Under pressure this spring, I revisited the question and sought advice from various people, starting with an email to Terry Tempest Williams. “Please do not kill the prairie dogs on your land,” she replied. She suggested that I instead educate my human neighbors about the importance of this keystone species.
I asked environmental philosopher Donald Maier, who responded with more questions than answers — something, he pointed out, one might expect when asking a philosopher a question. Were people always justified in clearing away the things — including living things — that stood in the way of their human projects, he asked? No! I thought.
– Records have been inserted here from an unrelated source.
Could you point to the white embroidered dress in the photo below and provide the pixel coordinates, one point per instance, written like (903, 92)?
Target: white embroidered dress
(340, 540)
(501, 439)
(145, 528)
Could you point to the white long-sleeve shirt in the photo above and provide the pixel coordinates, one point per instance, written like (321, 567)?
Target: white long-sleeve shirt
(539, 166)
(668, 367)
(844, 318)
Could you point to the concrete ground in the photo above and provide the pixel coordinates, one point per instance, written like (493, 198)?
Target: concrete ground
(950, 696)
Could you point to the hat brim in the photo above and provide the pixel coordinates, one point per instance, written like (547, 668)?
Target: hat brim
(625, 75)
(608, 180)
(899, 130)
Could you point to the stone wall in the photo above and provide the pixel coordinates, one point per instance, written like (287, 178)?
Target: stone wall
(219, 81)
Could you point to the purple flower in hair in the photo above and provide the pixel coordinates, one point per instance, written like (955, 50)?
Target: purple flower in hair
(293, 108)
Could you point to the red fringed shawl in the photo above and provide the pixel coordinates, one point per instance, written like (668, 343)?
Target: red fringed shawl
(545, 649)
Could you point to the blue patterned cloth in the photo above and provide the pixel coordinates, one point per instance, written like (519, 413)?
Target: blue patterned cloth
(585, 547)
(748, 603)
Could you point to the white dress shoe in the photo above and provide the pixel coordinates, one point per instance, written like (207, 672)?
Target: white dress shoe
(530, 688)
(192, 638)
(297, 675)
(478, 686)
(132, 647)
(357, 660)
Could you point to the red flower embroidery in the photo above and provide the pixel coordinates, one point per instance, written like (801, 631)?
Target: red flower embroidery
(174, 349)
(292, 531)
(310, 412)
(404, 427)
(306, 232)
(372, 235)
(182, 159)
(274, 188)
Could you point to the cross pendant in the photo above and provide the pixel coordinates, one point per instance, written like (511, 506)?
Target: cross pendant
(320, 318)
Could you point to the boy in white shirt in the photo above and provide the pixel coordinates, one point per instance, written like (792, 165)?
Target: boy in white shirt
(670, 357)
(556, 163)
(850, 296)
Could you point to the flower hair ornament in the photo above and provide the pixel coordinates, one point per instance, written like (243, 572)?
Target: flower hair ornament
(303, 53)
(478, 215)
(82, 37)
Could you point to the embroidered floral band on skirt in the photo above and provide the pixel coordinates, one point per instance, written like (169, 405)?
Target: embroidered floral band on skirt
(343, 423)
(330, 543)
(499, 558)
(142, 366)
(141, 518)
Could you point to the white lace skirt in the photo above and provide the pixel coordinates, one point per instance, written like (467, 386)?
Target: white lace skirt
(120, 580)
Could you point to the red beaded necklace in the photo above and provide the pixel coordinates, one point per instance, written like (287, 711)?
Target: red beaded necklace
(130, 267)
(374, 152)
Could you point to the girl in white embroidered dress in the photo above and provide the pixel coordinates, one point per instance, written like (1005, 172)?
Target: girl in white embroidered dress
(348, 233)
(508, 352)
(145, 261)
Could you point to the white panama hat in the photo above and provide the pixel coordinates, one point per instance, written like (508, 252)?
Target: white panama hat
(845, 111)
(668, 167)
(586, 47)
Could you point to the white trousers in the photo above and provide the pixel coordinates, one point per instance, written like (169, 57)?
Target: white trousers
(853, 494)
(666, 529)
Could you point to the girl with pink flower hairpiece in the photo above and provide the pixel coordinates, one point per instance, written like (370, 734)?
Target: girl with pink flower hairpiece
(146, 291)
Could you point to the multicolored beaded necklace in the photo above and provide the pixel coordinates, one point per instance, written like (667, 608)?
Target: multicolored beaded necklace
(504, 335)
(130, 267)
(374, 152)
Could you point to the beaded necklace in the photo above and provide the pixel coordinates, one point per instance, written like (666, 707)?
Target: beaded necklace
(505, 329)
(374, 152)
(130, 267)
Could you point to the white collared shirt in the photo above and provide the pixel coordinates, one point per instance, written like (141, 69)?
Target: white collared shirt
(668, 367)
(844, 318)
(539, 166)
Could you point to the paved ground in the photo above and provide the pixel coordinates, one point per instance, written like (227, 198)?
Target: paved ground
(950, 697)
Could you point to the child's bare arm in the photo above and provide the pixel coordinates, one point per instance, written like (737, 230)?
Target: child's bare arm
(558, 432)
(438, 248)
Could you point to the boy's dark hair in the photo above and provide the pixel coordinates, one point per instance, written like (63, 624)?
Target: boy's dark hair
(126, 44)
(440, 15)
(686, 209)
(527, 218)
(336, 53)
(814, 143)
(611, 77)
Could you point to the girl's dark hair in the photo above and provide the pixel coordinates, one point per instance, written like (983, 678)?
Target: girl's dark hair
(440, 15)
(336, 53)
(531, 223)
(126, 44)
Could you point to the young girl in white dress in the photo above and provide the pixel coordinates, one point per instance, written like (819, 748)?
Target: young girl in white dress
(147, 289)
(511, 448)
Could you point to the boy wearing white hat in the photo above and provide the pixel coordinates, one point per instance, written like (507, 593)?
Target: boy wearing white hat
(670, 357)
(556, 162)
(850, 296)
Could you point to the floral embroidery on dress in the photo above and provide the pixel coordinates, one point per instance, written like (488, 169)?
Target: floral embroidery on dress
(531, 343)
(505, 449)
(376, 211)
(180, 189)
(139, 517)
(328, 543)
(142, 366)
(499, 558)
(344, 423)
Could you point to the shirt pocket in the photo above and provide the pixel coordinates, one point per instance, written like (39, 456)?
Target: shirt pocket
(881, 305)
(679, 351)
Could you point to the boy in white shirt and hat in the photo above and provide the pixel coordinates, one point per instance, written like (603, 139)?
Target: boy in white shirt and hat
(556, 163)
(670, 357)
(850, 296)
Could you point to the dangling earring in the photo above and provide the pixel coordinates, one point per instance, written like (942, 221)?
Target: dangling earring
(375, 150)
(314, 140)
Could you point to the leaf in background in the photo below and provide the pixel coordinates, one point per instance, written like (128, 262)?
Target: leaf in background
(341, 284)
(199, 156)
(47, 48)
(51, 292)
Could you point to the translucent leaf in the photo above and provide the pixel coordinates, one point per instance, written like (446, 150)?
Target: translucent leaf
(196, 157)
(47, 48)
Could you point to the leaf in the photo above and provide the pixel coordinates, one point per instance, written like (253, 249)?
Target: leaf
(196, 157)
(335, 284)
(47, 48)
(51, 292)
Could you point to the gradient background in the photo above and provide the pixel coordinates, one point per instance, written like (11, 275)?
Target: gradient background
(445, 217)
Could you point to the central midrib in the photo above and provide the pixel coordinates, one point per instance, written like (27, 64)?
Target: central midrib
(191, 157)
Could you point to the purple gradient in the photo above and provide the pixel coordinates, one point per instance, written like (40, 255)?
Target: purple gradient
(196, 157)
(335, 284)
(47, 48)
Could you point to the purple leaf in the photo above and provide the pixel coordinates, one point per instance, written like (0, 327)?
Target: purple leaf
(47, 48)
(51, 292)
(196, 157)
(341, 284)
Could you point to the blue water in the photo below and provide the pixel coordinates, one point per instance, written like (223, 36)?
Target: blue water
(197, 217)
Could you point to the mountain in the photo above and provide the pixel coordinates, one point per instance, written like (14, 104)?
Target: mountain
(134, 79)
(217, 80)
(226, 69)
But then again, are they never?
Ranchers I’ve spoken with have tried various methods from flooding to shooting to truck exhaust. A retired farmer in my yoga class told me he used cyanide pellets; when the holes are stuffed with newspaper and backfilled, the pellets react with moisture underground and turn to gas, killing the animals within two minutes. Quick and painless, he said. Then he looked at his watch and added, “But two minutes holding a yoga pose. …” Sometimes that can seem like an hour.
Finally, my friend Dawn, an environmental consultant, pointed out that the field had never been part of the prairie dogs’ natural range: Before it was cleared for agriculture, it was a juniper forest. I would be removing the animals from an artificially created environment, not a habitat they had occupied for millennia.
Prairie dogs can’t live on irrigated land. One year, we got only three weeks of irrigation water, and that is likely when they became established on the north end of my field and contiguous fields. After that, the tenant chose not to water that end, providing ideal conditions for the colony to expand.
Dawn’s second argument concerned proper stewardship. If everyone involved keeps their land thoroughly irrigated when we have sufficient water, she said, we should never face this dilemma again.
Her final point brought it home. “Remember,” she said, “when someone planted your whole yard with invasive grass seed, and you can’t get rid of it 20 years later? You’re still really unhappy about that.” My heart sank. I had allowed an unwanted species to spread over my neighbors’ land, causing them to feel a constant, impotent anger that I know too well.
I felt a sudden shame for sticking to my emotional guns for two years, without determining and facing the specific ecological truth of this particular patch of land. The next day, I confirmed that the pest control company uses cyanide; they affirmed that it’s quick and painless. I told them to go ahead. Now, I need a tenant who will water the whole field, or I need to irrigate it myself. Or I need to sell the land. Above all, I need to never do this again.
Rita Clagett lives and writes in western Colorado.